I LOVE Middlemarch. I read it several summers ago at the beach and it was so wonderful. I leant it to Grandma E, I was surprised she hadn't read it. She told me "It's so wonderful, her way with words. I just want to go copy down every other line."

I'd read Silas Marner in high school and loved it. I also read Frankenstein in high school and loved it. I have never finished Dracula though. I start it but it doesn't enthrall me, I'm not sure why.


Polter-Cow - Nov 08, 2006 10:57:10 am PST #1507 of 28157
What else besides ramen can you scoop? YOU CAN SCOOP THIS WORLD FROM DARKNESS!

I'd read Silas Marner in high school and loved it.

Me too!

I keep hearing good things about Middlemarch.

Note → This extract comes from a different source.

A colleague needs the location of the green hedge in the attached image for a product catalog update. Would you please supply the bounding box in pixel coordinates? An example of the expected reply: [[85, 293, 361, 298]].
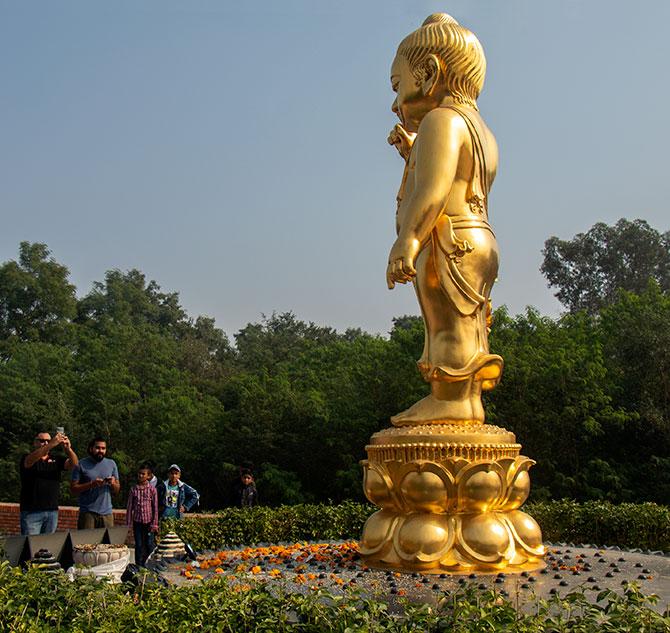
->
[[162, 501, 371, 549], [526, 500, 670, 551], [1, 563, 668, 632], [164, 500, 670, 552]]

What the blinking hell is it actually about ?


brenda m - Nov 08, 2006 10:57:57 am PST #1508 of 28157
If you're going through hell/keep on going/don't slow down/keep your fear from showing/you might be gone/'fore the devil even knows you're there

PC, I liked the conceit, but the execution just didn't grab me. A little too arch or something.


Atropa - Nov 08, 2006 10:58:58 am PST #1509 of 28157
The artist formerly associated with cupcakes.

I have never finished Dracula though. I start it but it doesn't enthrall me, I'm not sure why.

Because huge whopping chunks of it are kinda on the dry and boring side, and I say this as someone who re-reads Dracula at least once a year. (I even keep a paperback of it in my bookbag just in case I get stuck on the bus with nothing to read.)

Part of the reason I collect editions of Dracula is because it's THE source text for every vampire novel since. I mean, I'd love to collect editions of Something Wicked This Way Comes, but there aren't as many (affordable!) editions of it.


Polter-Cow - Nov 08, 2006 11:05:35 am PST #1510 of 28157
What else besides ramen can you scoop? YOU CAN SCOOP THIS WORLD FROM DARKNESS!

brenda, I don't really know what "arch" means, but I'd probably agree. That whole book was a slew of "Nice concept, poor execution."


sj - Nov 08, 2006 11:21:15 am PST #1511 of 28157
"There are few hours in life more agreeable than the hour dedicated to the ceremony known as afternoon tea."

I keep hearing good things about Middlemarch. What the blinking hell is it actually about ?

It's rural life in England in the 19th century. Lots of different characters and different things happening. It has the most beautiful writing.


Beverly - Nov 08, 2006 11:43:27 am PST #1512 of 28157
Days shrink and grow cold, sunlight through leaves is my song. Winter is long.

I think I'm handicapped by having read Jane Eyre first time as an adult, and everybody in it just made my teeth itch. Jane was a whiner, Rochester was a dolt, St. John was a self-important prig, all the women were ciphers, and the little girl was just an irritant. Maybe I'd have been able to spend an afternoon with the housekeeper. Maybe.

I'd read WH as a teen, though, and while I thoroughly despised Cathy, Heathcliff, the whosey family and practically everybody in the book, the setting suited me. I like the blasted heath. And it fit my sense of sturm and melodrama that everybody dies! Yes! Take that, stupid no-sense-making life!

... I may be slightly emotionally overinvested in my reading material.


Dana - Nov 08, 2006 11:47:52 am PST #1513 of 28157
I'm terrifically busy with my ennui.

Well, St. John is a self-important prig.